As I glanced around the beach, trying to make sense of the last 10 seconds, I heard Amanda telling Sam that it was lightning. Amanda told me that the bolt had hit the water directly behind me, just 30 or so feet away. I would later learn, via the Weather Channel, that the lightning strike electrified the water for about 50 yards around it. I had been standing knee-deep in what they called the “hot zone.” My left leg was closest to the deep water, so the shock may have entered through that extremity and exited through my hands.

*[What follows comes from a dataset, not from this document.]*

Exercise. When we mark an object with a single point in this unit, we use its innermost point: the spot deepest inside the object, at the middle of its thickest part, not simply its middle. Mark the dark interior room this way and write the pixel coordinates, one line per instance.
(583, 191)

My eyes wanted to close, and suddenly my body felt cold. I reached up to itch my neck and froze. I looked down as I ran my finger across my neck. The tingly feeling I had felt in my knee and my fingers earlier that day was spreading. It felt as though there were eight layers of skin between my fingertips and the rest of my body. The inside of my elbow became achy, and my muscles became sore with every second that my arm was elevated to reach my neck. The nerves throughout my body felt both electrified and numb. I lay very still as I called for my parents to come upstairs. When they arrived, my eyes were glassy, and my shallow breaths came and went quickly. It felt like an electric wave was moving up and down my left leg, across my torso. I squirmed on my bed to try and shift the sensation but it had no effect.
The description of her symptoms are pretty typical. Lightning victims don't typically have serious burns—it's their nervous systems, including their brains, that take a hit. The National Weather Service says muscle soreness, headache, nausea, mental cloudiness, dizziness and other post-concussion-like symptoms are very common and resolve themselves after a few days—if you survive the initial strike and don't go into cardiac arrest. Some survivors have long-term issues, like chronic pain from nerve damage or symptoms that don't show up right away—like a personality change.
By all accounts, Venice's lightning storm was freakish. The storm seemed to come out of nowhere, and lightning is relatively rare in Southern California anyway. But that was part of the problem, too. A 57-year-old man was struck by lightning on a golf course on Catalina Island before the storm moved toward the mainland, but no one warned Venice Beach lifeguard Capt. Danny Douglas: "We've never had anything like this happen before, and we've never had any protocols for that. We'll probably be developing some here shortly."
Hopefully, this weekend's rare lightning storm won't put on a repeat performance any time soon, but the National Weather Service has safety tips about what to do when you hear thunder. The #1 rule: get inside or in a car.